Der Chalubo-Trojaner
- Erstentdeckung: Wurde erstmals 2018 entdeckt.
- Merkmale:
- Entfernt alle Dateien von der Festplatte und läuft im Arbeitsspeicher.
- Verwendet zufällige Prozessnamen, die auf dem Gerät bereits existieren.
- Verschlüsselt die gesamte Kommunikation mit den Command-and-Control-(C2)-Servern.
- Funktionen: Kann DDoS-Angriffe ausführen und Lua-Skripte ausführen.
Infektionsablauf
- Erster Zugriff: Sehr wahrscheinlich wurden schwache Zugangsdaten oder exponierte Verwaltungsoberflächen ausgenutzt.
- Infektionsschritte:
- Erste Stufe: Zugriff auf den initialen Payload-Server über das Bash-Skript
get_scrpc.
- Zweite Stufe: Zusätzliche Skripte und Payloads werden heruntergeladen und ausgeführt.
- Wichtige Dateien:
/usr/bin/usb2rci, /tmp/.adiisu, /tmp/crrs usw.
Globale Infektionslage
- Aktivität: Von November 2023 bis Anfang 2024 war die Chalubo-Malware sehr aktiv.
- Infizierte IP-Adressen: Mit Stand vom 30. Oktober 2023 waren mehr als 330.000 eindeutige IP-Adressen infiziert.
Fazit
- Besonderheit: Dieser Angriff war auf ein bestimmtes ASN begrenzt, betraf jedoch mehr als 600.000 Geräte.
- Angriffsabsicht: Geräte wurden durch ein absichtlich eingespieltes Firmware-Update funktionsunfähig gemacht.
- Sicherheitsempfehlungen:
- Organisationen, die SOHO-Router verwalten: Keine Standardpasswörter verwenden und Verwaltungsoberflächen besser absichern.

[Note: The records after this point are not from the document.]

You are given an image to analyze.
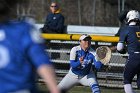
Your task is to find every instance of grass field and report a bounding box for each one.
[38,84,140,93]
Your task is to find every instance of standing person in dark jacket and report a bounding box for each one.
[41,2,64,33]
[0,0,60,93]
[117,10,140,93]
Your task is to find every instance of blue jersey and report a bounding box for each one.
[119,26,140,53]
[70,46,102,75]
[0,21,51,93]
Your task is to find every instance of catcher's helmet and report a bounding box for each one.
[126,10,140,23]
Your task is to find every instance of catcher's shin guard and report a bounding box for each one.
[91,84,101,93]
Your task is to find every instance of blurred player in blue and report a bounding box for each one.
[117,10,140,93]
[58,35,102,93]
[0,0,59,93]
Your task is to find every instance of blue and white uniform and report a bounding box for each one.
[0,21,51,93]
[58,45,102,93]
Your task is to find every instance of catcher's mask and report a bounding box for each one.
[126,10,140,23]
[79,34,91,41]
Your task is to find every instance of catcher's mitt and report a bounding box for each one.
[96,46,111,65]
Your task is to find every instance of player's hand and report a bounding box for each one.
[79,56,84,64]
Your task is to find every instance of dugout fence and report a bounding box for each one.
[42,34,136,88]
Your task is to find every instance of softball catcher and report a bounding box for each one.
[58,35,111,93]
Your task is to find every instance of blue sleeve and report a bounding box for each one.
[70,60,81,68]
[93,57,103,70]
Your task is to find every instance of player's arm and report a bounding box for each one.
[70,47,81,68]
[37,65,59,93]
[117,28,128,54]
[26,25,59,93]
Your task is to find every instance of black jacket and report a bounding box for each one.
[42,13,64,33]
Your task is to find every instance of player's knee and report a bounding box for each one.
[91,84,101,93]
[60,89,67,93]
[124,78,132,84]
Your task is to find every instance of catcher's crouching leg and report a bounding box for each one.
[91,84,101,93]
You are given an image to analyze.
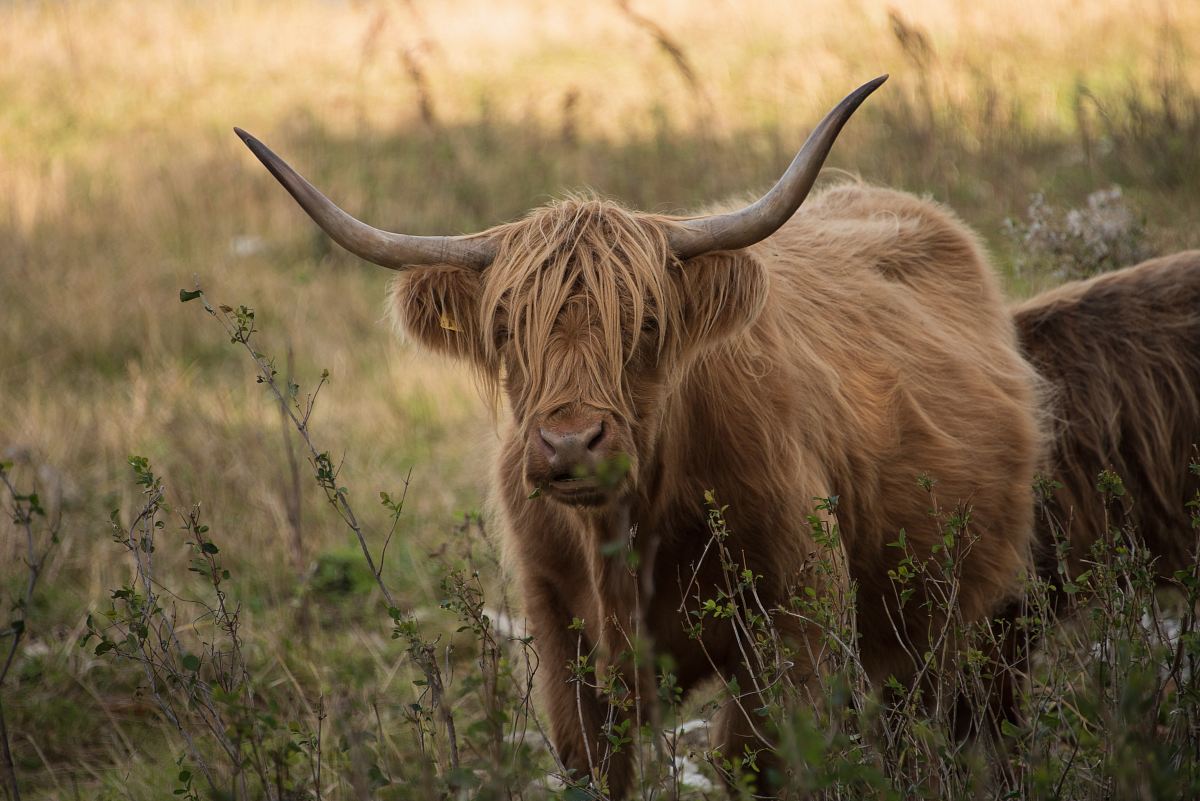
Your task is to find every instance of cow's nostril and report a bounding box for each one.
[538,428,558,458]
[588,420,605,451]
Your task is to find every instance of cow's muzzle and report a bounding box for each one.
[527,409,630,506]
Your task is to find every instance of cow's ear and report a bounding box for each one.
[390,267,487,366]
[679,251,768,347]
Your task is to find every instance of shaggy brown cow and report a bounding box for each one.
[1013,251,1200,582]
[239,78,1038,793]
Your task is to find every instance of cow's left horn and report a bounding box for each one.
[234,128,496,270]
[671,76,888,260]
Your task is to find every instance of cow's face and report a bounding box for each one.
[394,199,767,507]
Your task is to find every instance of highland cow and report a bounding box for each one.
[1013,251,1200,584]
[239,78,1039,794]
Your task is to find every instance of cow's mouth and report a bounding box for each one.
[546,476,612,506]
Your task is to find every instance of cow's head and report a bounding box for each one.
[238,76,887,506]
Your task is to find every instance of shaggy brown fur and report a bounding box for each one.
[394,185,1038,791]
[1014,251,1200,580]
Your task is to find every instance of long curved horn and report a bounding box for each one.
[234,128,496,270]
[671,76,888,260]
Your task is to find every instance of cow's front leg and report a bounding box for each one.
[526,577,630,797]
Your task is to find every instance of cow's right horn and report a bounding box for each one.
[671,76,888,261]
[234,128,496,270]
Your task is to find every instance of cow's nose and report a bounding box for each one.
[538,418,605,478]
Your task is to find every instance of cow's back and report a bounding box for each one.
[729,185,1040,671]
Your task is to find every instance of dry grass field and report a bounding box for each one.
[7,0,1200,800]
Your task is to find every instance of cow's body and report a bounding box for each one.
[1013,251,1200,582]
[497,186,1038,786]
[239,77,1039,794]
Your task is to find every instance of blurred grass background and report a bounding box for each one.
[0,0,1200,799]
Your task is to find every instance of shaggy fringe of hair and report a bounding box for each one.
[478,194,683,415]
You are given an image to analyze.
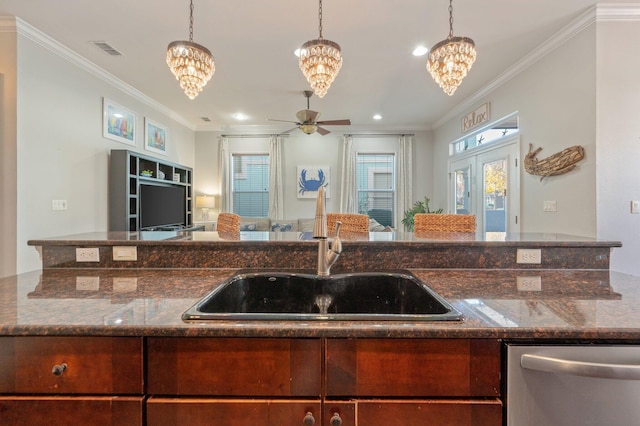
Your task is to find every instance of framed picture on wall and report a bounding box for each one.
[144,117,167,155]
[296,166,331,198]
[102,98,138,146]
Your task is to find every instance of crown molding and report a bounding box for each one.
[433,3,640,129]
[8,17,195,131]
[0,16,16,33]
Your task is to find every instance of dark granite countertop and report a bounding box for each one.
[28,231,622,247]
[0,268,640,342]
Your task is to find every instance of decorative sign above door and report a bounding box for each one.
[461,102,489,133]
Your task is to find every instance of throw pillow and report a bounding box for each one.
[369,219,384,232]
[240,222,257,231]
[271,222,293,232]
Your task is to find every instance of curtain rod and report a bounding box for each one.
[344,133,415,138]
[220,133,289,139]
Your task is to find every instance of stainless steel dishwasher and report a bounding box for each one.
[507,345,640,426]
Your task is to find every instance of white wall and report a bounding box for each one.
[194,130,433,228]
[0,18,17,278]
[596,21,640,275]
[14,30,195,273]
[433,25,596,237]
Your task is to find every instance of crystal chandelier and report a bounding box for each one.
[427,0,476,96]
[167,0,216,99]
[299,0,342,98]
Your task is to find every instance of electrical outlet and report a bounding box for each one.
[51,200,67,210]
[76,247,100,262]
[113,246,138,261]
[516,276,542,291]
[113,277,138,293]
[516,249,542,263]
[76,277,100,291]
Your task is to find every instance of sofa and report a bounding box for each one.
[240,216,393,232]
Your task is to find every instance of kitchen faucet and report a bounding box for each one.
[313,187,342,277]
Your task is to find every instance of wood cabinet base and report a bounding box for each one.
[147,397,321,426]
[0,396,144,426]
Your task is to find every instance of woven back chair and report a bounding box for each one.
[327,213,369,236]
[413,213,476,233]
[216,213,240,234]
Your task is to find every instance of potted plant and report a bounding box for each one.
[402,197,443,232]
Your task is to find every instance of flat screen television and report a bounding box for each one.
[140,184,186,231]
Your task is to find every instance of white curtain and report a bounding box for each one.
[218,136,232,212]
[396,135,413,225]
[340,135,358,213]
[269,135,284,219]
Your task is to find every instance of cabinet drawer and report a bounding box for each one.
[147,397,321,426]
[357,399,502,426]
[147,338,322,397]
[0,396,144,426]
[0,337,143,395]
[326,339,500,398]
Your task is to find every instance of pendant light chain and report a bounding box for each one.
[167,0,216,99]
[189,0,193,41]
[298,0,342,98]
[449,0,453,38]
[318,0,322,40]
[427,0,476,96]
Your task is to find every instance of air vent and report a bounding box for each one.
[91,41,122,56]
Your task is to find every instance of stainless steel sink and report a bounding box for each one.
[182,271,462,321]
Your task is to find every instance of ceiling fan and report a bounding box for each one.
[268,90,351,136]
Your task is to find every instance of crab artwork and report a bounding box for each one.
[298,168,329,197]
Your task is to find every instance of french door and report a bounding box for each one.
[449,138,520,239]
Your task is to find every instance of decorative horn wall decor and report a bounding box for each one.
[524,144,584,181]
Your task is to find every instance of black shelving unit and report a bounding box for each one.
[109,149,193,232]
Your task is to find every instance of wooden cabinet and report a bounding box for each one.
[147,337,322,426]
[325,339,502,426]
[109,149,193,232]
[0,337,144,426]
[0,336,502,426]
[147,397,321,426]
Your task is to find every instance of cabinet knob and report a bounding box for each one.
[51,362,67,376]
[329,413,342,426]
[302,412,316,426]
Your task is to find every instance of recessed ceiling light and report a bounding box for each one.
[413,46,429,56]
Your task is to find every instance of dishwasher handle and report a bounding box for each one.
[520,354,640,380]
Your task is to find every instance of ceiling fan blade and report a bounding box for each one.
[316,119,351,126]
[267,118,300,124]
[296,109,320,123]
[316,127,331,136]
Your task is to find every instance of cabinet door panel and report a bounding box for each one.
[147,338,322,397]
[147,397,321,426]
[0,396,144,426]
[326,339,500,398]
[358,400,502,426]
[0,336,143,394]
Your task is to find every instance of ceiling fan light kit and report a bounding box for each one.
[167,0,216,100]
[427,0,476,96]
[298,0,342,98]
[269,90,351,136]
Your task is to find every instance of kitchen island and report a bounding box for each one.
[0,233,640,425]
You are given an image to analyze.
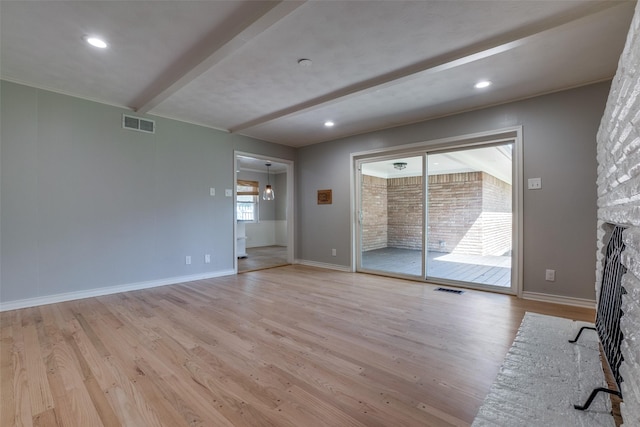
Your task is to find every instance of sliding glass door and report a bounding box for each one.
[356,140,516,292]
[360,155,424,277]
[426,144,513,288]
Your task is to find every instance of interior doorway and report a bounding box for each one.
[234,152,293,273]
[354,132,521,293]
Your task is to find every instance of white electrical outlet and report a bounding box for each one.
[544,270,556,282]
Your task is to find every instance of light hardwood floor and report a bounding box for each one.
[0,265,594,427]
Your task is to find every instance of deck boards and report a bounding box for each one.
[0,265,594,426]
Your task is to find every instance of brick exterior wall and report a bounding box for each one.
[362,175,388,252]
[387,176,424,249]
[596,3,640,427]
[362,172,512,255]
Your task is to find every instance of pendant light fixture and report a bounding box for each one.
[262,163,276,200]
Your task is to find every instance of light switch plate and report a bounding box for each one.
[527,178,542,190]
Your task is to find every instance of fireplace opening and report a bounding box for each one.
[569,225,626,410]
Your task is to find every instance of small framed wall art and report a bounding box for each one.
[318,190,332,205]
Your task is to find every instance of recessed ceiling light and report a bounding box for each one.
[474,80,491,89]
[84,36,108,49]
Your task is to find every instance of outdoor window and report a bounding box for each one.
[236,179,260,222]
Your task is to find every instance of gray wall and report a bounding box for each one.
[296,82,609,300]
[0,82,295,302]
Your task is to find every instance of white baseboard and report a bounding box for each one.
[294,259,351,273]
[522,292,596,308]
[0,270,235,312]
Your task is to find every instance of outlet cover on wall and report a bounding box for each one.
[544,270,556,282]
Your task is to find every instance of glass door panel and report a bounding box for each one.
[359,155,425,277]
[425,143,513,288]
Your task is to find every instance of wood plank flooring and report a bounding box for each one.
[0,265,594,427]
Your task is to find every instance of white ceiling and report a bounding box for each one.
[0,0,635,147]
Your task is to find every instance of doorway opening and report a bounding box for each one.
[234,152,294,273]
[355,131,521,293]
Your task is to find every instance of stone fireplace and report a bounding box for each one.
[596,2,640,426]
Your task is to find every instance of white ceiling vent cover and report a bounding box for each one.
[122,114,156,133]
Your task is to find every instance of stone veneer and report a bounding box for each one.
[596,4,640,427]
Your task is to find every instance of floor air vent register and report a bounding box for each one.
[569,225,626,410]
[434,288,464,295]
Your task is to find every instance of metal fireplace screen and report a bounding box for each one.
[569,225,626,410]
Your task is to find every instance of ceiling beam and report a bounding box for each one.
[229,1,620,132]
[129,0,306,113]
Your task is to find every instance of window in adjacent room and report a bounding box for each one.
[236,179,260,222]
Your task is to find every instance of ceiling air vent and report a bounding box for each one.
[122,114,156,133]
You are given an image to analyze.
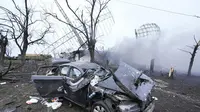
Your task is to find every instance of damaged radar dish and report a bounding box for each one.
[135,23,161,38]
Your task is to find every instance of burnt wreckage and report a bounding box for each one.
[32,62,155,112]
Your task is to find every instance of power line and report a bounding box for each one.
[116,0,200,18]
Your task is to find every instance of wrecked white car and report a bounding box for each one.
[32,62,155,112]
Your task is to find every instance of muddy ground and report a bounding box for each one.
[0,73,200,112]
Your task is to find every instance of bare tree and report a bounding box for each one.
[0,0,51,63]
[180,36,200,76]
[46,0,110,62]
[0,30,8,69]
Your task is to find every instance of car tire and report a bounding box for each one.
[90,101,113,112]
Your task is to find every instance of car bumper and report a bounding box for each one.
[144,101,155,112]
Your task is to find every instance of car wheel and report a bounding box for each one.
[91,101,112,112]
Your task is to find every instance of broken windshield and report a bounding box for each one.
[115,62,154,101]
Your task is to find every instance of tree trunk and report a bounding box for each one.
[188,44,199,76]
[89,45,95,62]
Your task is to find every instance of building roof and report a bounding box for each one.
[64,61,100,69]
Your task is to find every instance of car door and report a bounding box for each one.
[64,67,88,106]
[31,66,69,97]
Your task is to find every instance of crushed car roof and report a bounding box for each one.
[63,62,100,69]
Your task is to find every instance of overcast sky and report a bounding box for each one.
[0,0,200,75]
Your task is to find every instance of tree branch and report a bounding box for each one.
[12,0,26,17]
[45,13,86,36]
[179,49,192,55]
[194,35,198,44]
[65,0,88,39]
[28,24,51,45]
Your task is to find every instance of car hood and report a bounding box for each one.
[98,62,154,101]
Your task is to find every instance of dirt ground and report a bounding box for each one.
[0,74,200,112]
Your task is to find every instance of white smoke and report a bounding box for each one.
[111,32,200,75]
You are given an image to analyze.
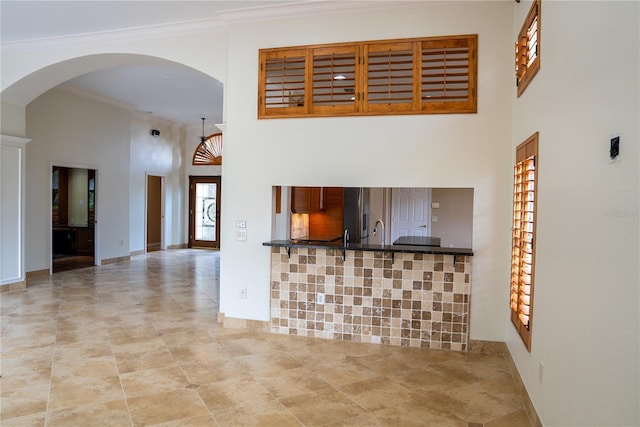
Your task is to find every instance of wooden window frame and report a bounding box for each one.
[515,0,541,98]
[258,34,478,119]
[509,132,539,351]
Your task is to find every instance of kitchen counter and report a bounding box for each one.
[262,240,473,256]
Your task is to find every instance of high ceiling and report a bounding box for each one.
[0,0,314,125]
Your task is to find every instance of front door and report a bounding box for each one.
[189,176,221,249]
[391,188,431,242]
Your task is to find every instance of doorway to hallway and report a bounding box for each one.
[146,175,164,252]
[189,176,221,249]
[51,166,96,273]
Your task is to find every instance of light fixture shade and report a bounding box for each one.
[193,133,222,166]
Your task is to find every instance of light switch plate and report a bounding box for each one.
[236,229,247,240]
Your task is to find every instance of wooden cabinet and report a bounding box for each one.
[291,187,325,213]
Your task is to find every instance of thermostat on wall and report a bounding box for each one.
[609,133,620,160]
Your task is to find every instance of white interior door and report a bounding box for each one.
[391,188,431,243]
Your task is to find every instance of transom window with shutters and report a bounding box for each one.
[510,132,538,351]
[258,35,477,118]
[516,0,540,97]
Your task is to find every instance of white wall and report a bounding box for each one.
[507,1,640,426]
[431,188,473,248]
[129,114,188,253]
[25,90,130,272]
[0,135,29,286]
[221,2,513,340]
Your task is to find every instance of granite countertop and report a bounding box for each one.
[262,240,473,256]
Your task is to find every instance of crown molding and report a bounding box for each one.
[0,0,422,54]
[0,134,31,146]
[56,83,137,111]
[1,17,227,53]
[219,0,420,24]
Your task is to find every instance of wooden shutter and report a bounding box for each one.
[258,35,477,118]
[258,49,309,116]
[311,45,360,114]
[510,132,538,351]
[364,42,416,112]
[515,0,540,97]
[192,133,222,166]
[420,36,477,113]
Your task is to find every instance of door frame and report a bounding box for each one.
[47,162,102,275]
[144,172,167,253]
[388,187,431,243]
[187,175,222,249]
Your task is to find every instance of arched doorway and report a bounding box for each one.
[2,54,222,277]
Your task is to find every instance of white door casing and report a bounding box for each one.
[391,188,431,243]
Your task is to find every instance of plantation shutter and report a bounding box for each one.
[312,46,358,113]
[364,42,416,111]
[510,133,538,351]
[259,49,309,116]
[420,37,477,112]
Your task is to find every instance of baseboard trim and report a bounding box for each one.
[469,340,543,427]
[218,313,271,333]
[27,268,50,280]
[167,243,188,249]
[101,255,131,265]
[0,280,27,293]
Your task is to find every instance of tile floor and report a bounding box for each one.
[0,250,531,427]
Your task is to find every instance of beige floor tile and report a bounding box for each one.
[0,412,46,427]
[47,400,131,427]
[280,389,366,426]
[180,360,253,384]
[338,377,417,412]
[48,375,124,411]
[153,415,219,427]
[235,352,302,376]
[0,250,530,427]
[53,340,113,362]
[196,377,274,415]
[312,361,379,387]
[114,348,176,374]
[256,367,331,398]
[214,400,302,427]
[127,389,209,426]
[483,409,531,427]
[0,390,47,425]
[120,364,189,398]
[51,356,118,387]
[374,405,469,427]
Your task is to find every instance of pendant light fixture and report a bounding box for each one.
[200,117,206,144]
[192,117,222,166]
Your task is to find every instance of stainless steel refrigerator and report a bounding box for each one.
[343,187,369,244]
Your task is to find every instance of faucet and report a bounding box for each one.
[373,219,385,246]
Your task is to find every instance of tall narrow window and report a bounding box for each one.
[516,0,540,97]
[510,132,538,351]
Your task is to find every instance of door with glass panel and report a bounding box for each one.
[189,176,221,249]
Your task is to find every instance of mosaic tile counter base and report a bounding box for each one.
[271,247,471,350]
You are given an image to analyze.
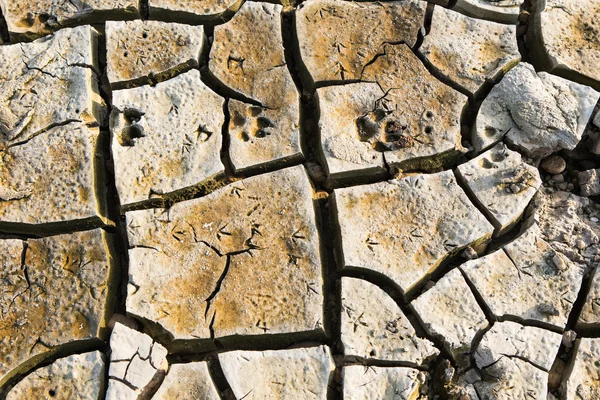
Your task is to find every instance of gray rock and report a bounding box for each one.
[457,144,542,234]
[341,277,439,365]
[209,1,303,171]
[0,229,114,386]
[219,346,335,400]
[152,362,220,400]
[453,0,523,25]
[111,70,225,204]
[342,365,428,400]
[411,269,488,359]
[296,0,427,88]
[6,351,104,400]
[106,323,168,400]
[126,166,323,339]
[333,171,493,292]
[418,7,521,95]
[106,20,205,88]
[472,63,600,157]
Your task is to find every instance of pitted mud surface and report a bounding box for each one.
[0,0,600,400]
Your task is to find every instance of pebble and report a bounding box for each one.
[541,156,567,175]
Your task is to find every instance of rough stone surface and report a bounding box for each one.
[457,143,542,234]
[0,230,110,385]
[562,338,600,400]
[0,0,140,38]
[317,44,466,179]
[453,0,523,25]
[342,365,427,400]
[106,20,209,87]
[209,2,302,171]
[148,0,242,21]
[334,171,493,292]
[219,346,334,400]
[296,0,427,84]
[0,123,102,227]
[578,169,600,197]
[152,362,220,400]
[474,357,548,400]
[532,0,600,82]
[341,278,439,365]
[106,323,168,400]
[127,167,323,339]
[0,26,104,145]
[472,63,600,157]
[419,7,521,95]
[411,269,488,358]
[111,70,225,204]
[460,225,584,329]
[6,351,104,400]
[474,321,562,372]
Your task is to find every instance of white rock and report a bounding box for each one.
[0,123,105,228]
[563,338,600,400]
[209,1,303,171]
[152,362,220,400]
[127,166,323,339]
[106,323,168,400]
[341,277,439,365]
[0,229,115,388]
[578,169,600,197]
[474,357,548,400]
[296,0,427,84]
[0,0,140,40]
[472,63,600,157]
[419,7,521,95]
[334,171,493,292]
[106,20,205,88]
[411,269,488,359]
[528,0,600,84]
[0,26,105,145]
[473,321,562,372]
[148,0,243,22]
[460,225,584,329]
[111,70,224,204]
[342,365,427,400]
[219,346,334,400]
[453,0,524,25]
[457,143,542,234]
[317,44,467,179]
[6,351,104,400]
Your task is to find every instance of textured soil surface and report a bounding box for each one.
[0,0,600,400]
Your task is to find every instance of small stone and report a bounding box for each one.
[564,338,600,400]
[342,365,423,400]
[418,7,521,96]
[106,323,168,400]
[474,321,562,372]
[6,351,105,400]
[152,362,220,400]
[411,269,488,359]
[219,346,335,400]
[453,0,524,25]
[577,169,600,197]
[0,0,140,42]
[341,277,439,365]
[540,155,567,174]
[296,0,427,85]
[472,62,600,158]
[111,70,225,204]
[457,143,542,234]
[106,20,204,89]
[333,171,493,292]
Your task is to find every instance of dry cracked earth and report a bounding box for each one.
[0,0,600,400]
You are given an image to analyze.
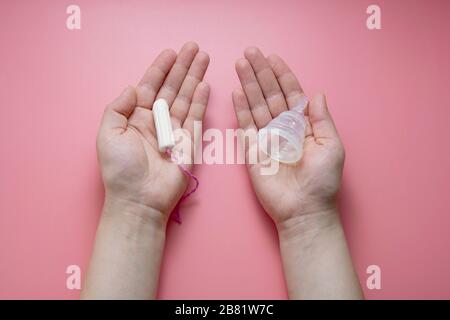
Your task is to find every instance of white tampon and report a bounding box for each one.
[153,99,175,152]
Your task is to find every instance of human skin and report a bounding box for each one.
[81,42,209,299]
[232,47,363,299]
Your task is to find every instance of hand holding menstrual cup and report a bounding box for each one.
[258,96,308,163]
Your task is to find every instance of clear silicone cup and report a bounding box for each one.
[258,97,308,163]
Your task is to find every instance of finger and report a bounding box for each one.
[232,89,256,130]
[309,94,339,140]
[136,49,177,109]
[183,82,210,137]
[170,52,209,123]
[236,59,272,128]
[244,47,287,117]
[101,86,136,130]
[156,42,198,106]
[267,55,307,113]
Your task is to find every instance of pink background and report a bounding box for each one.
[0,0,450,299]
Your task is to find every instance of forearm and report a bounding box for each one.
[81,197,166,299]
[277,209,363,299]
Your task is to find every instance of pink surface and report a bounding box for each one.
[0,0,450,299]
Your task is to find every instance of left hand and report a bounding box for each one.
[97,42,209,221]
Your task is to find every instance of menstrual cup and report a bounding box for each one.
[258,96,308,163]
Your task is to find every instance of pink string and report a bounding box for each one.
[166,149,200,224]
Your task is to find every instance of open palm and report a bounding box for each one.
[233,48,344,223]
[97,42,209,217]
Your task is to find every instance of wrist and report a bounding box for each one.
[276,205,341,244]
[102,194,167,233]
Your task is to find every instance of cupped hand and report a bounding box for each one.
[233,48,344,226]
[97,42,209,219]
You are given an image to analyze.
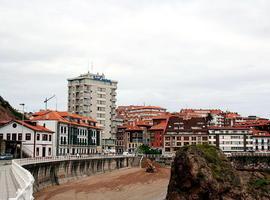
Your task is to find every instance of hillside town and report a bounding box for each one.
[0,73,270,158]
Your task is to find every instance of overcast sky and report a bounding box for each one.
[0,0,270,117]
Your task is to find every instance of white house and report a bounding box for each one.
[208,127,253,153]
[252,129,270,152]
[31,110,102,156]
[0,120,54,157]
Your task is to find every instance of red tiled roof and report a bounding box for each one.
[136,120,151,126]
[31,110,101,129]
[126,125,143,131]
[252,129,270,137]
[208,126,250,130]
[0,120,54,133]
[149,122,167,131]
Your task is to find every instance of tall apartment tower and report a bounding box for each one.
[68,72,117,150]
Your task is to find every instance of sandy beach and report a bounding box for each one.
[34,168,170,200]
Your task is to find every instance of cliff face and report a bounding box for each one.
[0,96,22,121]
[166,145,269,200]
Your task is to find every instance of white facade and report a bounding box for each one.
[34,120,100,156]
[211,114,224,127]
[0,121,54,157]
[253,135,270,152]
[68,73,117,147]
[208,128,253,153]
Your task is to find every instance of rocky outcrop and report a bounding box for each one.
[166,145,268,200]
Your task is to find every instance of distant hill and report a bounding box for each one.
[0,96,22,121]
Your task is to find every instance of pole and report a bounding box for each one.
[20,103,25,158]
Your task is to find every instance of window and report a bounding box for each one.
[184,137,189,140]
[98,88,106,92]
[12,133,17,141]
[97,107,105,111]
[7,133,10,140]
[98,94,106,98]
[42,134,48,141]
[36,147,39,156]
[25,133,31,140]
[18,133,22,141]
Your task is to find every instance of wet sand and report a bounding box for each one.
[34,168,170,200]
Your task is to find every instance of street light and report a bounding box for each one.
[20,103,25,158]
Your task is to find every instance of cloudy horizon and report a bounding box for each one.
[0,0,270,118]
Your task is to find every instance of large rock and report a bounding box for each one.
[166,145,244,200]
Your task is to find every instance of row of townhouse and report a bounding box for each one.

- Allgemeine Nutzer: Router regelmäßig neu starten und Sicherheitsupdates installieren.
Meinung von GN⁺
- Interessanter Punkt: Dieser Vorfall war auf einen einzelnen ISP beschränkt und ist äußerst ungewöhnlich, weil ein Austausch von Hardware in großem Umfang erforderlich war.
- Notwendigkeit stärkerer Sicherheit: Die Absicherung von SOHO-Routern und IoT-Geräten ist dringend geboten.
- Technische Lehre: Malware entwickelt fortschrittlichere Techniken zur Umgehung von Erkennung, etwa die ausschließliche Ausführung im Arbeitsspeicher und verschlüsselte Kommunikation.
- Alternative Lösungen: Es ist sinnvoll, andere Sicherheitslösungen oder Projekte mit ähnlichen Funktionen zu prüfen.
- Zu berücksichtigende Punkte bei der Einführung: Bei der Einführung neuer Sicherheitstechnologien sollten die Kompatibilität mit bestehenden Systemen und die einfache Verwaltung berücksichtigt werden.